San Jose police devoting extra attention to kids in high crime neighborhood

The San Jose Police Department launched a new program designed to tackle crime in one neighborhood by devoting more attention to kids in the area.

It's called 'Un Poco Mas' meaning a little more, and they kicked it off with a big overnight camping trip for cops and kids. 

It was a day of firsts. Most students at Arbuckle Elementary had never been on an overnight camping trip and many offices had never led one. 

But on Wednesday they headed up together to the Santa Cruz Mountains. 

Student Jade Gonzales says it was her first time out in nature, "When I first came here I was like 'what,' 'oh my gosh,' pretty emotional."

It's a much different view than what they get at home. 

"On the way here there were several kids who said, 'I've never seen the mountains before,'" said fifth-grade teacher Jennifer Malone. 

Officers refer to the Poco Way neighborhood as a crime hot spot, which is something Chief Eddie Garcia is determined to change. 

The trip marked the launch of the new program designed to give more attention, more resources and more help to the area.

The overnight camping trip is the highlight complete with games, rock climbing, and archery. 
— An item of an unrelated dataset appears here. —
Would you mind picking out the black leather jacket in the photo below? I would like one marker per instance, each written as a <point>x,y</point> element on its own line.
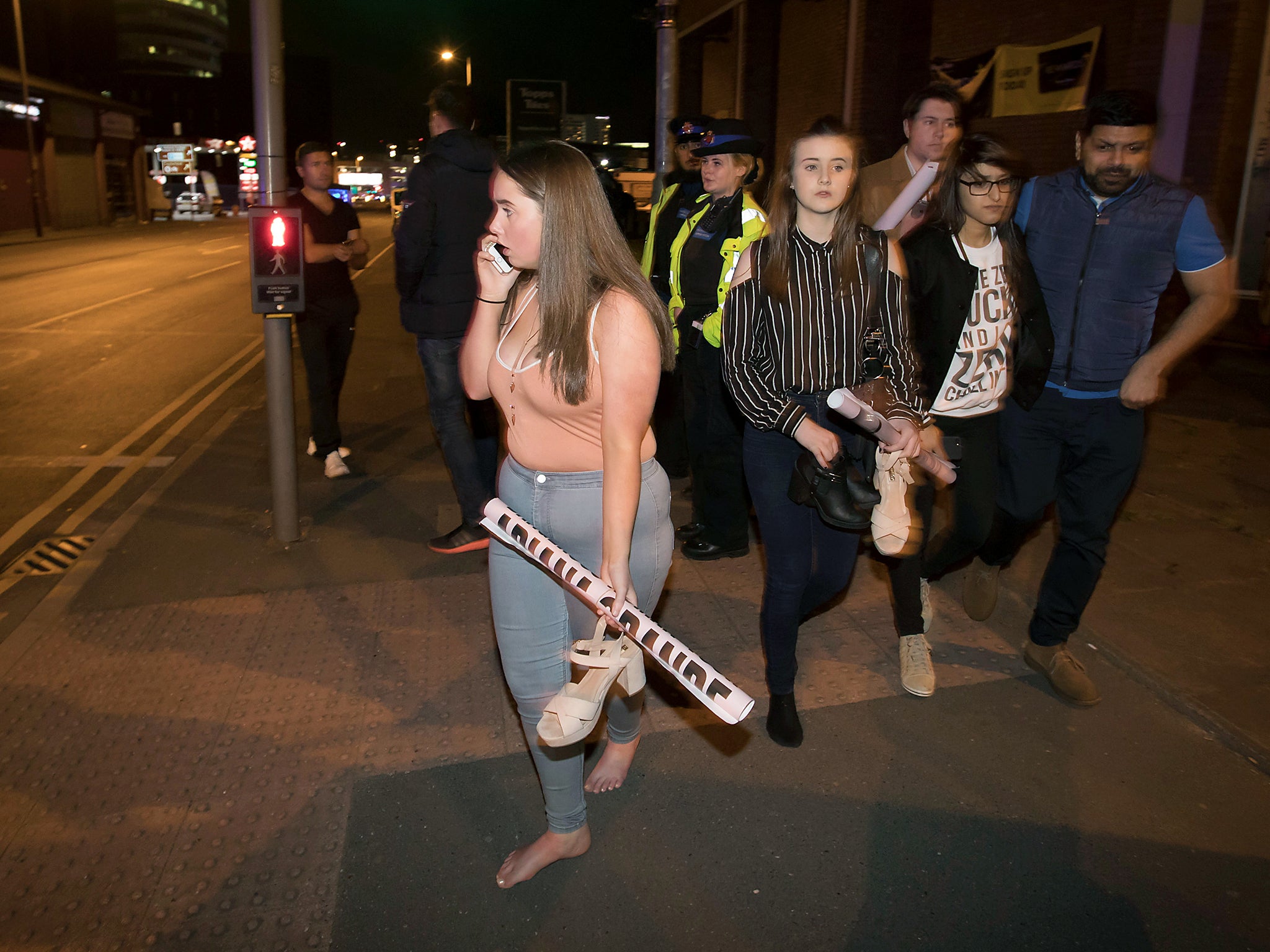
<point>940,291</point>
But the police attention is supposed to be year-round with backpack giveaways, ice cream trucks and foot patrols near school. 

"I just made a conscious decision to say we're going to pull every resource we have into that area," Chief Garcia said. 

And the chief says he's in four the long haul with plans to keep the program in place indefinitely. There aren't resources to expand it to other schools yet. 

Parent Elizabeth Quezada says "Well I think it's a good start for them. They try to clean their image."

On Wednesday night, 50 fourth and fifth graders will be sleeping under the stars at the Boy Scout's Camp Chesebrough, making memories and building relationship.

Garcia says, "For them to see officers in this light, playing with them, laughing with them, this is public safety. And this is proactive public safety."

Anthony Benitez, a fourth-grader, said, "I normally see them in the streets following people. And now I get to look at them in this personal way. And I like it."

About 25 officers came up for the inaugural overnight camping trip. The chief hopes it will be the first year of many.